This new edition incorporates adjustments that will be a blessing to church members for years to come, but members should not feel that they need to purchase a new set of scriptures, particularly since all of the adjustments are available in digital formats at no cost. —Elder Neil L. Andersen
SALT LAKE CITY — Studying and understanding the scriptures of The Church of Jesus Christ of Latter-day Saints will be a little easier now that church officials have completed an eight-year project focused on updating and adjusting the footnotes, chapter headings and study aids associated with the scriptures.
The revisions were released late Thursday and have been integrated with the LDS versions of the Holy Bible, the Book of Mormon, the Doctrine and Covenants and the Pearl of Great Price that can be accessed through lds.org. Church officials said updates will be sent to those who have already downloaded online and mobile versions of the LDS scriptures.
A new print version of the scriptures including the updated material is currently being printed and should be available for purchase in August, said Elder Neil L. Andersen of the church’s Quorum of the Twelve Apostles. But, he said, “we want to emphasize there is no need to buy new scriptures.”
“The current edition of the scriptures, with its extensive study helps, will continue to serve Latter-day Saints very well,” he said. “This new edition incorporates adjustments that will be a blessing to church members for years to come, but members should not feel that they need to purchase a new set of scriptures, particularly since all of the adjustments are available in digital formats at no cost.”
Because the new edition maintains the pagination and font style of the earlier edition, most members won’t notice much difference, he said.
According to a web page devoted to the new scripture edition posted Thursday night on lds.org, “the 2013 edition includes revisions to study aids, new photos, updated maps and adjustments to chapter and section headings.”

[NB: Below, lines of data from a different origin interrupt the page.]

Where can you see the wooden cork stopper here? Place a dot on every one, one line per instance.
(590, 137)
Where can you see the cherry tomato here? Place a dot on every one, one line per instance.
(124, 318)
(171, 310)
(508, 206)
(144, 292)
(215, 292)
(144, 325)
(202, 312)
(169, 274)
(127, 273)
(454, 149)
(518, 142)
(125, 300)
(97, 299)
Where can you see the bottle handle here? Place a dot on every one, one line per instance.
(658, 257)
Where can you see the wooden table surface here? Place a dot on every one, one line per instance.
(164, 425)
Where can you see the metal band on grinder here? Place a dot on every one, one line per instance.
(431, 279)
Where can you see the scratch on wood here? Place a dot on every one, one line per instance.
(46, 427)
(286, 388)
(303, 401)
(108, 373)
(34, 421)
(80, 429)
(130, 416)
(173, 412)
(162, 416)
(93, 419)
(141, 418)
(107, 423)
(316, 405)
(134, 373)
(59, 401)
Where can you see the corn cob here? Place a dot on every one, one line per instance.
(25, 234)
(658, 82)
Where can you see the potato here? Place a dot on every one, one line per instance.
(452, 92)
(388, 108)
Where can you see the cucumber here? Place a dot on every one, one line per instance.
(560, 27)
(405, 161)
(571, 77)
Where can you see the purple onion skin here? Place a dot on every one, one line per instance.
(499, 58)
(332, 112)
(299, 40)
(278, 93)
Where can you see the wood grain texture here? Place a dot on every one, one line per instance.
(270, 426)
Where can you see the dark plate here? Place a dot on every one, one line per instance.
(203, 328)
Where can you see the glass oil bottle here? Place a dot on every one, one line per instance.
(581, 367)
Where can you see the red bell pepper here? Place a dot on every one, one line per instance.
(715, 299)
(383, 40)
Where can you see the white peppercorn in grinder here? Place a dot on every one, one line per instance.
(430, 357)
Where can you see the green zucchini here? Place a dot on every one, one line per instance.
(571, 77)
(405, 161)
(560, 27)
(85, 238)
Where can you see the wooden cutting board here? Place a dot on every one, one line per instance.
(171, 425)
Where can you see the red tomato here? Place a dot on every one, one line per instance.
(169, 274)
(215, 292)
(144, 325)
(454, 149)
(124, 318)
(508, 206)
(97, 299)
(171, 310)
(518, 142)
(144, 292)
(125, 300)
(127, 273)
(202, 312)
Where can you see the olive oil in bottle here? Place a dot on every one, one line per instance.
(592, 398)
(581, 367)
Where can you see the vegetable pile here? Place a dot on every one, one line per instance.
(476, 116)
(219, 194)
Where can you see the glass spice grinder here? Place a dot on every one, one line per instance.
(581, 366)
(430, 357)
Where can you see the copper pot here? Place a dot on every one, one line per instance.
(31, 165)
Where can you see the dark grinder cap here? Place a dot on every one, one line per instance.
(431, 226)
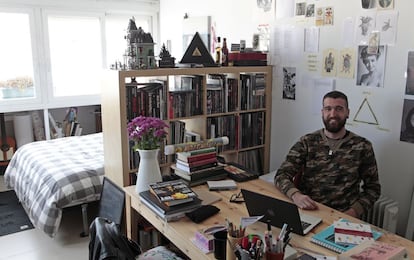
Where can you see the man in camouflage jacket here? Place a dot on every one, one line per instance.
(334, 162)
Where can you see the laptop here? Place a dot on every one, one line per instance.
(279, 212)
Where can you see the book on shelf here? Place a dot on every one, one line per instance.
(183, 156)
(165, 212)
(375, 250)
(172, 193)
(191, 136)
(352, 233)
(326, 238)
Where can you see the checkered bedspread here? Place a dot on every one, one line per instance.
(50, 175)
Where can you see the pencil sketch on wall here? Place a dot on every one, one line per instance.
(289, 83)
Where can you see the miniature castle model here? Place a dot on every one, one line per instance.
(140, 48)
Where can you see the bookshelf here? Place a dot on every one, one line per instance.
(212, 102)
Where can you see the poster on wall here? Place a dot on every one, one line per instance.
(409, 86)
(387, 24)
(346, 63)
(289, 83)
(385, 4)
(329, 63)
(371, 67)
(407, 122)
(264, 11)
(364, 25)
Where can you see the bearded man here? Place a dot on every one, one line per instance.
(332, 166)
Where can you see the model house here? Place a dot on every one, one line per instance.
(56, 56)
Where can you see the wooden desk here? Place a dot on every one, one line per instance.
(180, 232)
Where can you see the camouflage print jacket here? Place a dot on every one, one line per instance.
(332, 175)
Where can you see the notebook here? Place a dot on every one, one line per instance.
(279, 212)
(326, 238)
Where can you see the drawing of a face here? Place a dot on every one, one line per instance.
(370, 62)
(365, 24)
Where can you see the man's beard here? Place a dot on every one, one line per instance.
(336, 127)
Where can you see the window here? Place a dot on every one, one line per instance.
(53, 57)
(75, 55)
(16, 63)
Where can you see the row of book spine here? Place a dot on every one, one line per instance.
(222, 94)
(252, 91)
(146, 99)
(244, 130)
(252, 159)
(187, 99)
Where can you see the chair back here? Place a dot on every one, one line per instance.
(112, 202)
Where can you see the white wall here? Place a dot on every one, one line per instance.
(291, 119)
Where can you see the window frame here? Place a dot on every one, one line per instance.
(38, 14)
(8, 104)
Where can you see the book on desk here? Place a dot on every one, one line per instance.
(172, 192)
(326, 238)
(201, 176)
(165, 212)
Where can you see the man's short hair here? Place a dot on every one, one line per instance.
(336, 94)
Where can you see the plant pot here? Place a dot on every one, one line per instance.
(148, 170)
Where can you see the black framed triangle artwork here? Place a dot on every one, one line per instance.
(197, 53)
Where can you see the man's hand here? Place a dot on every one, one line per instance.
(304, 201)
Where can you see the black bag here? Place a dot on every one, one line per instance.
(107, 242)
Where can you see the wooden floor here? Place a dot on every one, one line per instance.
(35, 245)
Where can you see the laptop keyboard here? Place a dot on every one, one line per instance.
(305, 225)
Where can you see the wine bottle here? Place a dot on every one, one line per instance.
(218, 51)
(225, 53)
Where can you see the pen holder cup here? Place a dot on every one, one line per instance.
(231, 247)
(274, 256)
(220, 241)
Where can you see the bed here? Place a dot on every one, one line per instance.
(50, 175)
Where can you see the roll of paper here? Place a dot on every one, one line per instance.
(23, 129)
(175, 148)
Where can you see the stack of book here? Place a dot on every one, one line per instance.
(170, 200)
(198, 166)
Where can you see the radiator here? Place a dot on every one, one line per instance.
(384, 214)
(409, 233)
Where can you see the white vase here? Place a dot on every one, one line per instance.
(148, 170)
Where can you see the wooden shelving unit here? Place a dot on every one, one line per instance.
(252, 103)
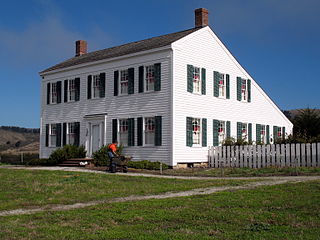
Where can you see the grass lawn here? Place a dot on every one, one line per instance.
(30, 188)
(289, 211)
(238, 172)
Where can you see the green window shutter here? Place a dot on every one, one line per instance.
(116, 83)
(227, 86)
(77, 134)
(189, 132)
(114, 130)
(158, 131)
(141, 78)
(130, 80)
(64, 134)
(48, 93)
(258, 133)
(275, 133)
(216, 76)
(228, 129)
(131, 132)
(203, 81)
(190, 70)
(204, 132)
(239, 88)
(140, 131)
(47, 135)
(89, 87)
(59, 92)
(157, 76)
(102, 90)
(239, 132)
(65, 91)
(58, 139)
(249, 90)
(215, 128)
(77, 86)
(250, 132)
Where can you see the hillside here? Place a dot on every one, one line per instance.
(15, 139)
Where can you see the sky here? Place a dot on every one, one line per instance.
(276, 41)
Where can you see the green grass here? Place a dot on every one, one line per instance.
(289, 211)
(33, 188)
(240, 172)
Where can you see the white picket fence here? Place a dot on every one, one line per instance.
(259, 156)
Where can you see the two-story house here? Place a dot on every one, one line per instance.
(166, 98)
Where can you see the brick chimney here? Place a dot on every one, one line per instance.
(81, 47)
(201, 17)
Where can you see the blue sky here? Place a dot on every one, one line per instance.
(277, 41)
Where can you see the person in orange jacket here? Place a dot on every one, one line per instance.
(112, 152)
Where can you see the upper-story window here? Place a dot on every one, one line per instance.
(123, 131)
(222, 85)
(149, 130)
(196, 80)
(124, 80)
(244, 92)
(72, 90)
(96, 84)
(54, 93)
(149, 78)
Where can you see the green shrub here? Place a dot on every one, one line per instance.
(66, 152)
(100, 157)
(145, 164)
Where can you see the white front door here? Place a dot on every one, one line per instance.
(95, 138)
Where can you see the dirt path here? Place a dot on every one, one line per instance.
(198, 191)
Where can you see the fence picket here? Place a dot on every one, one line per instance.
(314, 154)
(308, 148)
(259, 156)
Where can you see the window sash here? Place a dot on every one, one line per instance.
(54, 93)
(149, 130)
(149, 78)
(96, 84)
(123, 131)
(196, 80)
(124, 81)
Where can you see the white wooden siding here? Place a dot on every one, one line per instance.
(128, 106)
(204, 49)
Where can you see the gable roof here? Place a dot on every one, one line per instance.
(129, 48)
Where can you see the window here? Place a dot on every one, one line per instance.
(96, 86)
(222, 85)
(71, 90)
(196, 130)
(71, 133)
(263, 135)
(123, 131)
(124, 80)
(222, 131)
(54, 93)
(244, 90)
(244, 131)
(279, 133)
(149, 78)
(53, 135)
(149, 130)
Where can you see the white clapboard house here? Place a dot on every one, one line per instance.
(166, 98)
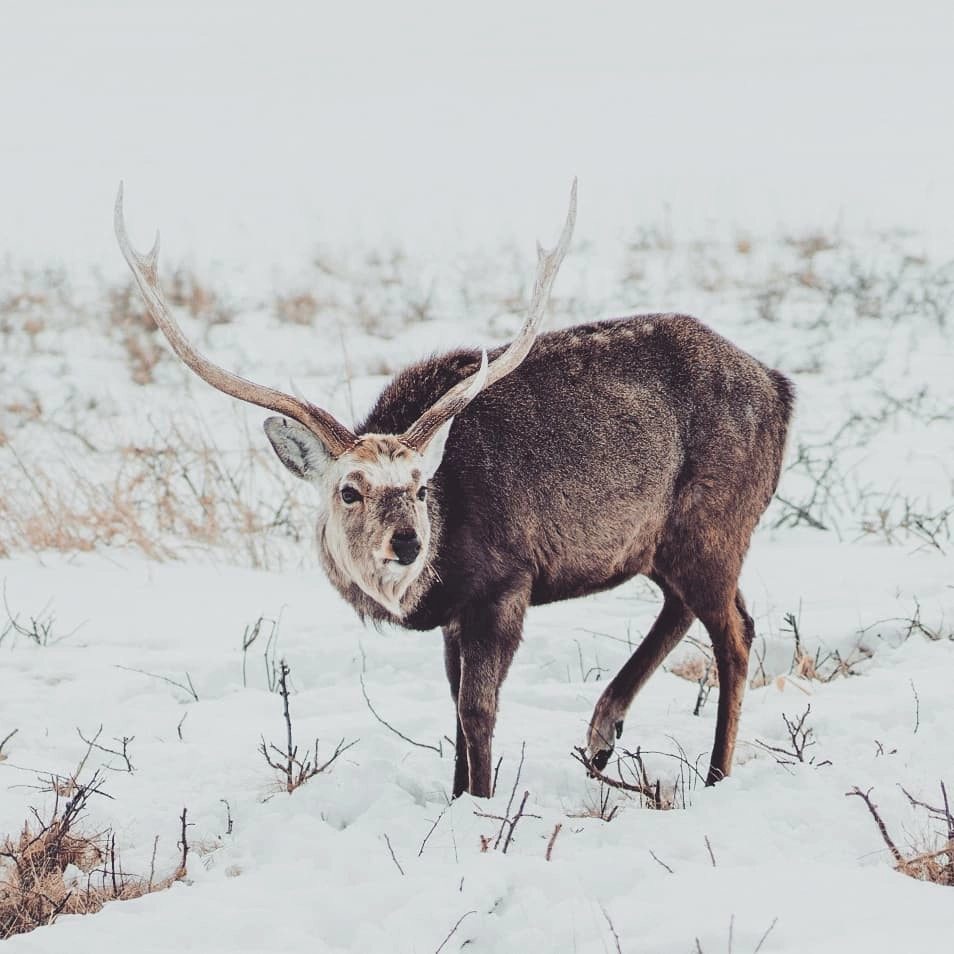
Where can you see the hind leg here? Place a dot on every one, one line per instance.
(731, 630)
(606, 724)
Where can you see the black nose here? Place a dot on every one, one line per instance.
(406, 546)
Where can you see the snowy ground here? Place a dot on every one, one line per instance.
(160, 589)
(335, 204)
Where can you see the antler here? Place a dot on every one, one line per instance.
(461, 394)
(332, 433)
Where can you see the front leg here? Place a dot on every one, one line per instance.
(452, 667)
(487, 636)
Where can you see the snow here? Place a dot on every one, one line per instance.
(414, 154)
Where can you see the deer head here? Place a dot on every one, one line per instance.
(375, 524)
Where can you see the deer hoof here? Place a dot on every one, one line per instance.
(599, 759)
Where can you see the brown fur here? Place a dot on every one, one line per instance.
(644, 445)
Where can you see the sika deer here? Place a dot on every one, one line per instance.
(566, 465)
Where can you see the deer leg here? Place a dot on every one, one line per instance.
(731, 631)
(452, 667)
(606, 724)
(489, 636)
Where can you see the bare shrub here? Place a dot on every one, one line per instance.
(36, 884)
(932, 859)
(179, 485)
(295, 771)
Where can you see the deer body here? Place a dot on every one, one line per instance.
(566, 465)
(647, 445)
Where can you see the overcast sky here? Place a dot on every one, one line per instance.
(250, 129)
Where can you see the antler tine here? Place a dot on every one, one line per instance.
(458, 397)
(145, 268)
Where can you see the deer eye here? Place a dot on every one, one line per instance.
(349, 495)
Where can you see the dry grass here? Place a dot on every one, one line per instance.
(932, 858)
(178, 486)
(52, 868)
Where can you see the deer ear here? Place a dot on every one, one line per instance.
(433, 454)
(297, 448)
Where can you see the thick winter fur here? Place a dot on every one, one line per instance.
(646, 445)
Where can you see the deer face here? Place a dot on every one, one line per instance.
(374, 523)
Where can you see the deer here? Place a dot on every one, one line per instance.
(558, 466)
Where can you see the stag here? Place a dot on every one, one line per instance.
(480, 485)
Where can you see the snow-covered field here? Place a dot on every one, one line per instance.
(145, 526)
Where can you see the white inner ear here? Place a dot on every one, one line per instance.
(433, 454)
(297, 448)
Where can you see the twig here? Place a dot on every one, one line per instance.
(6, 739)
(865, 796)
(152, 864)
(645, 790)
(556, 831)
(612, 927)
(768, 931)
(430, 831)
(393, 856)
(184, 845)
(660, 861)
(228, 815)
(387, 725)
(513, 792)
(516, 818)
(190, 689)
(296, 771)
(124, 741)
(452, 930)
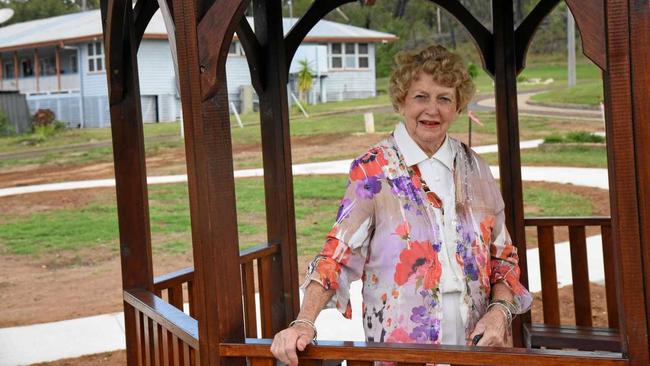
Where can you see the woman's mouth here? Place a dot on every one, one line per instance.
(429, 123)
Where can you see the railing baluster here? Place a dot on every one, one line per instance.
(167, 355)
(610, 276)
(190, 297)
(248, 283)
(139, 336)
(580, 274)
(156, 336)
(148, 351)
(176, 296)
(258, 361)
(263, 274)
(186, 354)
(550, 298)
(178, 351)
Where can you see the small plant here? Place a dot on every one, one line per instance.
(6, 128)
(43, 117)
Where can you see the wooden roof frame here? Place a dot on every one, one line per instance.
(615, 35)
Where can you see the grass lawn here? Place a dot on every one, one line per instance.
(316, 202)
(575, 156)
(588, 94)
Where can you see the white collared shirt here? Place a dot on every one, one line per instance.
(437, 172)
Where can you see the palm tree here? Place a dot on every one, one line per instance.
(305, 77)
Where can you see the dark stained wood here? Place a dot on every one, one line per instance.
(214, 34)
(128, 155)
(590, 19)
(526, 30)
(623, 182)
(248, 284)
(640, 61)
(568, 221)
(253, 53)
(276, 149)
(360, 351)
(170, 318)
(610, 276)
(298, 32)
(580, 275)
(142, 13)
(480, 36)
(505, 79)
(550, 298)
(572, 337)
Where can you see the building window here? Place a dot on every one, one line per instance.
(95, 56)
(9, 70)
(349, 56)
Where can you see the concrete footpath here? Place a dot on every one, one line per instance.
(103, 333)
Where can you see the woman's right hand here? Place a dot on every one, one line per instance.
(286, 342)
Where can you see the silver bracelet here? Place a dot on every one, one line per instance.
(308, 322)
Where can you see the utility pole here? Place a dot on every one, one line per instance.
(571, 49)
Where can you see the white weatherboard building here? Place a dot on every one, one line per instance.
(59, 64)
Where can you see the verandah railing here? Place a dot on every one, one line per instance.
(169, 336)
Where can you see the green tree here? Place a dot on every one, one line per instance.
(305, 77)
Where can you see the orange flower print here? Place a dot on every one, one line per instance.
(420, 261)
(487, 225)
(329, 273)
(369, 165)
(403, 230)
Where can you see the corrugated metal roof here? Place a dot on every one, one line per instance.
(86, 25)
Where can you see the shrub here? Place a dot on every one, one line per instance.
(6, 128)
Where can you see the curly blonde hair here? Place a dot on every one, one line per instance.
(446, 68)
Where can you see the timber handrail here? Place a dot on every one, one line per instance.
(177, 322)
(568, 221)
(364, 353)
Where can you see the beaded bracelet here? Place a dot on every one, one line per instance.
(308, 322)
(505, 312)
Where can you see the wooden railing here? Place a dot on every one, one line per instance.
(257, 351)
(165, 335)
(552, 333)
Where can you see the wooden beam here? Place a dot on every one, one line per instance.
(505, 78)
(278, 177)
(129, 158)
(640, 38)
(590, 19)
(217, 284)
(528, 27)
(622, 124)
(57, 62)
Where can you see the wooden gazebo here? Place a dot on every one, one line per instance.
(220, 326)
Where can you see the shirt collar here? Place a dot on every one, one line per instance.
(413, 154)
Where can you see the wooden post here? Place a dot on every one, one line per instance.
(16, 69)
(202, 57)
(37, 68)
(57, 61)
(128, 154)
(505, 78)
(276, 146)
(626, 94)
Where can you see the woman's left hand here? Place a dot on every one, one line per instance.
(494, 327)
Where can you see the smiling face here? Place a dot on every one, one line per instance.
(428, 110)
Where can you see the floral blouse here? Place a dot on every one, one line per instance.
(386, 234)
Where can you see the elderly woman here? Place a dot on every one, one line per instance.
(422, 225)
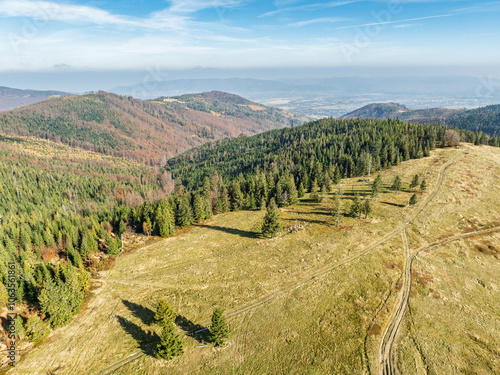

Elder Andersen said the decision to make some adjustments to the scriptures was made in 2004. When it became clear that the printing masters of the 1979 LDS edition of the King James version of the Bible and the landmark 1981 edition of the other LDS scriptures were deteriorating to the point that they needed to be replaced, church leaders decided to take advantage of the opportunity to do some editing.
“In a very careful, methodical way we looked at all the footnotes and all the study aids,” he said in a video that was posted with the new web page. “As recommendations were made for changes and adjustments, those changes were presented to the general authorities of the church and eventually to the First Presidency. None of these adjustments were made hastily, or in a corner.”
Elder Steven E. Snow, church historian and recorder and a member of the church’s First Quorum of the Seventy, said much of the historical information that is being integrated into chapter headings and summaries has been found as a result of the church’s ongoing Joseph Smith Papers research project.
For example, Elder Andersen notes that the 39th and 40th sections of the Doctrine and Covenants refer to “James Covill,” who is identified in the section heading as a Baptist minister. Research has indicated that his last name should be spelled “Covel” and that he was actually a Methodist minister.
The new web page indicates that “more than 99 percent of the corrections are in the study aids,” which includes the chapter summaries, footnotes, the topical guide, the Bible dictionary and the index.
“Some minor typographical errors in spelling and punctuation in the text have been corrected to ensure fidelity to the earliest manuscripts and editions,” the page notes. Among those changes:
Changing “aul” to “awl;”
Changing “bason” to “basin;”
Changing “lunatick” to “lunatic;”
Taking the hyphen out of references to “fir-trees,” “box-tree” and “pine-tree;”
Lower-casing the word “house” in “House of Israel” on the Book of Mormon title page;
Making historical and contextual adjustments to the section headings of 76 sections of the Doctrine and Covenants;82 comments on this story
Adding introductory headings to both official declarations at the end of the Doctrine and Covenants “to provide the reader with a better understanding of the purposes of those revelations and the church’s doctrine related to them.”
“This is just a refinement of the 1979 and 1981 editions of the scriptures,” Elder Andersen said. “It’s a wonderful new addition to the scriptures.”